2. Utamakan Kebaikan dan Ilmu
Gunakan media sosial untuk menyebar kebaikan, ilmu, dan inspirasi. Jadilah bagian dari penyebar rahmat, bukan kebencian.
3. Hindari Debat Tak Bermanfaat
Seringkali, debat di dunia maya hanya menambah permusuhan. Dalam hadis, Rasulullah bersabda:
“Aku menjamin sebuah rumah di surga bagi orang yang meninggalkan perdebatan walaupun ia berada di pihak yang benar.”
(HR. Abu Dawud, hasan)
4. Jaga Etika Digital
Gunakan bahasa yang santun, hindari sarkasme, dan tetap rendah hati meski berseberangan pendapat. Islam tidak mengajarkan kita menjadi kasar, walau sedang membela kebenaran.
BACA JUGA:Â 3 Wasiat Rasulullah: Lakukan Shalat, Jagalah Lisan, dan Jangan Iri pada Orang Lain
Kembali ke Ajaran Nabi
Era digital tidak mengubah ajaran Nabi. Justru, ajaran Nabi SAW menjadi semakin relevan. Menjaga lisan adalah bagian dari iman, dan iman harus tercermin dalam segala aspek kehidupan—termasuk cara kita bermedia sosial.

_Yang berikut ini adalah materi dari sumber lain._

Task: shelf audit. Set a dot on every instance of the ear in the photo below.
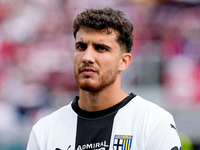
(125, 61)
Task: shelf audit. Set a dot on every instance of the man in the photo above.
(104, 117)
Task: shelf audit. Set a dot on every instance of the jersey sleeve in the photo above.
(164, 136)
(32, 142)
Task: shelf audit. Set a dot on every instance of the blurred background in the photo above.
(36, 61)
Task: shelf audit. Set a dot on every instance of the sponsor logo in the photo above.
(93, 146)
(122, 142)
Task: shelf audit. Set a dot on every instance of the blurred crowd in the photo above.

Mari kita jadikan hadis-hadis Rasulullah SAW sebagai pedoman dalam setiap kata, komentar, dan unggahan. Karena pada akhirnya, semua akan dimintai pertanggungjawaban. Sebagaimana firman Allah:
“Tiada suatu ucapan pun yang diucapkannya melainkan ada di dekatnya malaikat pengawas yang selalu siap (mencatat).”